Designing the Eone Timepieces watches took a conceptual revolution.
Hyungsoo Kim knew he wanted to create a practical, discrete and high-quality watch to serve the needs of visually impaired people. So he first came up with a braille design — a straightforward solution devised with a team of mostly engineers. “We didn’t care about the looks,” he said.
That was a mistake. As it turns out, only minority of visually impaired people can read Braille. And besides, they wouldn’t want a watch that silently screams: “I’m blind.” “They just don’t like the approach of designing something that is exclusively for them,” said Kim.
So he started talking to more designers. An MBA student at MIT, he started attending contests at the nearby Rhode Island School of Design, “pretending I was a RISD student,” he half-joked (while Technical.ly DC resisted cracking a Mean Girls joke).
That’s where he met two of his cofounders, David Zacker and Amanda Sim. A fourth partner, Nick Lik Hang Gu, came from Harvard’s Graduate School of Design.
With his new team, Kim came up with a futuristic design that is as simple as it is clever.
The watch expresses time through a little ball ticking its way around two concentric grooves — one for hours and one for minutes. The ball is held in place magnetically, so even if it is misplaced with a finger, it will roll back to the right place.
“You don’t need to come up with a whole new technology to serve minorities,” he said.
Kim also came up with a tightrope marketing strategy. Eone, which is shorthand for “everyone,” is designed for visually impaired people, sure, but it’s not targeted specifically to them.
For the watches to appeal to his desired client base, Kim explained, the watch needs to be designed for everyone. “To serve their needs, it has to get a lot of traction from the mainstream design [world],” he said.
Kim estimates that only one to two percent of his customers are visually impaired — a “healthy” ratio he says he doesn’t want to change.
The business model seems to be working well.
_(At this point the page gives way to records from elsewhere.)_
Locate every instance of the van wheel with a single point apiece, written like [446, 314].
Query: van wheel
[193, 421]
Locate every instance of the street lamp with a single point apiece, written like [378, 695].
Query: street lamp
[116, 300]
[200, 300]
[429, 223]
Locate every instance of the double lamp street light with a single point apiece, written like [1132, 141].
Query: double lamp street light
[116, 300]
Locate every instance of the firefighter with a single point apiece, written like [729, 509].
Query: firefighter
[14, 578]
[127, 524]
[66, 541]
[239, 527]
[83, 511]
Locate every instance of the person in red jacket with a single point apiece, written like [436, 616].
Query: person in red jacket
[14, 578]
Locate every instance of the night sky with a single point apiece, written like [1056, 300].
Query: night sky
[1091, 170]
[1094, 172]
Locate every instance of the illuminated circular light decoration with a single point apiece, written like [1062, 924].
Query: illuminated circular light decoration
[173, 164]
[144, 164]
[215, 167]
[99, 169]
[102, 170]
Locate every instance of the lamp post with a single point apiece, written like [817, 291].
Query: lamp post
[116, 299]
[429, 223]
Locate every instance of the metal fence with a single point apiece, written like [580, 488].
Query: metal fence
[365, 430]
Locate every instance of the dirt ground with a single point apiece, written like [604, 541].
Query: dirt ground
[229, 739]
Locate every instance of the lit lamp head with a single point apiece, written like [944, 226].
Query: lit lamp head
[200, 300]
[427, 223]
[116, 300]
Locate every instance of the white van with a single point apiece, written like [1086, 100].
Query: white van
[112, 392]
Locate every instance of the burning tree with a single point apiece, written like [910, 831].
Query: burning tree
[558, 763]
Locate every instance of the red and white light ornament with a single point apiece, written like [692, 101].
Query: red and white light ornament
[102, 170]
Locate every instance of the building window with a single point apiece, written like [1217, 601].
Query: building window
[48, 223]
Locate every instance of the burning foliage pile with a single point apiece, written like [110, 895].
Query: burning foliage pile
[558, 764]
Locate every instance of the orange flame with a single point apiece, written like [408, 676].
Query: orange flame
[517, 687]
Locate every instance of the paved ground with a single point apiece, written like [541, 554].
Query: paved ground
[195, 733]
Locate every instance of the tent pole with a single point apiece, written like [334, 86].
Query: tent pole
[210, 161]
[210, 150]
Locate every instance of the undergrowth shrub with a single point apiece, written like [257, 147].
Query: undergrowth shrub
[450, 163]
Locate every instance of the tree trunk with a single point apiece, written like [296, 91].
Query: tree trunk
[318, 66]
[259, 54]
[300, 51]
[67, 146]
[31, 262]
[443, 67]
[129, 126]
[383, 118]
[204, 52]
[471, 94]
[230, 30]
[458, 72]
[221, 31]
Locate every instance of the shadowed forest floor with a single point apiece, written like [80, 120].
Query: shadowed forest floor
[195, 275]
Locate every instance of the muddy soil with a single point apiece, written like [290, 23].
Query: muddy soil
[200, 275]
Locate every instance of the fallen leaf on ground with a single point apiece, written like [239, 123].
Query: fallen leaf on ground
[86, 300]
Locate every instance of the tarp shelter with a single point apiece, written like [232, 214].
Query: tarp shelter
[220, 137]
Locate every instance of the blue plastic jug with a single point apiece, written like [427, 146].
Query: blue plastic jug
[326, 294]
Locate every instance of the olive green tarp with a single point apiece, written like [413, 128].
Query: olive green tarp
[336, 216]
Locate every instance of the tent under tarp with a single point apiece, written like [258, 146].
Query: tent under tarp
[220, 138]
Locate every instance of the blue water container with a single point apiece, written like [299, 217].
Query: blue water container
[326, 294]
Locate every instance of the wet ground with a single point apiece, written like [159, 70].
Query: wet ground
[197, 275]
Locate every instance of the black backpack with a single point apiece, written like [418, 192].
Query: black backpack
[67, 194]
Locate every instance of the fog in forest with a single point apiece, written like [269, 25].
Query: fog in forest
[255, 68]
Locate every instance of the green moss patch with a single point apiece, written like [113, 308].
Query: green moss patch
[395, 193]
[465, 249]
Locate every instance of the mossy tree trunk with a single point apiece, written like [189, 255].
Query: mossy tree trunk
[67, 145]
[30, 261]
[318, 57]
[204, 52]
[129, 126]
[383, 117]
Eone is now selling a little over 1,000 watches (for $285 each) and making $150,000 to $200,000 a month, he said. He admitted, though, that “the growth is really slow” because he’s selling a physical product in the “saturated” market of designer watches.
Kim and his three cofounders, who are stretched between Hong Kong and Silicon Valley, have raised close to $600,000 on Kickstarter, $400,000 in angel funding, and are preparing to raise a Series A round.
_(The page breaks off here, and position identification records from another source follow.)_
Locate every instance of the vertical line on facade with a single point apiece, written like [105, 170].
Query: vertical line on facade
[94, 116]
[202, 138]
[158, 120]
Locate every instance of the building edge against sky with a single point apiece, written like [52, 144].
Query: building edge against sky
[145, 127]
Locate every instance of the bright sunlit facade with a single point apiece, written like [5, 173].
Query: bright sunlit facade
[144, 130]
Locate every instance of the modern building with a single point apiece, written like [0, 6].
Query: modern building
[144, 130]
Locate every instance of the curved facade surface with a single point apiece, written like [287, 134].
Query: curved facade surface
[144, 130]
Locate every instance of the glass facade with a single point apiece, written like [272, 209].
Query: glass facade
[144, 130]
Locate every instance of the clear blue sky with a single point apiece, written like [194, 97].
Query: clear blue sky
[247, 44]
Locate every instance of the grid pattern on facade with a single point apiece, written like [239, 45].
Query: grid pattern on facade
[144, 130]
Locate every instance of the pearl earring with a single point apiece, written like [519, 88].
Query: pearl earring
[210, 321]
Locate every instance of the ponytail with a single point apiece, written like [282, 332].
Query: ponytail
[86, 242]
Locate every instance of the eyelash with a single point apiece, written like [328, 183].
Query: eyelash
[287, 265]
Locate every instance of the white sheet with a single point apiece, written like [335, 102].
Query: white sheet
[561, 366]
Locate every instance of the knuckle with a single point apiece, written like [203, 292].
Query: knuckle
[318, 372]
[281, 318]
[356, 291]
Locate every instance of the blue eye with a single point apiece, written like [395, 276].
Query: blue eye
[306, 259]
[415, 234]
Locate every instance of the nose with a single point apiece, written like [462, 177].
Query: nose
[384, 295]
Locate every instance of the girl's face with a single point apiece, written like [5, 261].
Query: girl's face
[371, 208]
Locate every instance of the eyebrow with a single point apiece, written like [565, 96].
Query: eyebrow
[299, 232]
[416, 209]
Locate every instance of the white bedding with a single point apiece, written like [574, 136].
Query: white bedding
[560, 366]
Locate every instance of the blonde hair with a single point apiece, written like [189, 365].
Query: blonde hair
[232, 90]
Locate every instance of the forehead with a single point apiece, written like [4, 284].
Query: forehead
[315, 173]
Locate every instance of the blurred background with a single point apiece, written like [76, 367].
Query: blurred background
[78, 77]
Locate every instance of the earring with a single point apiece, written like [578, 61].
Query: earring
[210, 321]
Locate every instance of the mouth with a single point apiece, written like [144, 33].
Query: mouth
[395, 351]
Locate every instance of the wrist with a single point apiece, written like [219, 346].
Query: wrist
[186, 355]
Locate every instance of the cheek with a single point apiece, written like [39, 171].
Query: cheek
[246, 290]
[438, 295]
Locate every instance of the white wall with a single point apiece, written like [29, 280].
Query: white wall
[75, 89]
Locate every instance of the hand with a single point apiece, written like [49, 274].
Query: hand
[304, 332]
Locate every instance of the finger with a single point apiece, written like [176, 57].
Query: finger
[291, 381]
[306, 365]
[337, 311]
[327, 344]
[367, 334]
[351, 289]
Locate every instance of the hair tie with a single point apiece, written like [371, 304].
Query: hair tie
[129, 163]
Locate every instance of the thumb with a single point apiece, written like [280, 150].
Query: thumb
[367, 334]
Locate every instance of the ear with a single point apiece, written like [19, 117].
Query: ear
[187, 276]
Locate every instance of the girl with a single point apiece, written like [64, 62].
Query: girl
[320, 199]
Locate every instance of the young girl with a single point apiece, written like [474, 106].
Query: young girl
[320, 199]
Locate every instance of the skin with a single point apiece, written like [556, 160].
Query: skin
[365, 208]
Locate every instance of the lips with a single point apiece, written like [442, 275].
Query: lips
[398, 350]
Technical.ly DC had to wonder: Why did this Korean-born, Boston-educated entrepreneur set up shop in UberOffices Dupont?
Kim ticked off some of the other options: New York. “Too expensive.” Boston. “Everyone moves out” when they graduate. Besides, his “wife was working in D.C.”
Though he didn’t “really expect there to be a startup community” here, he admitted, that’s exactly what he has found.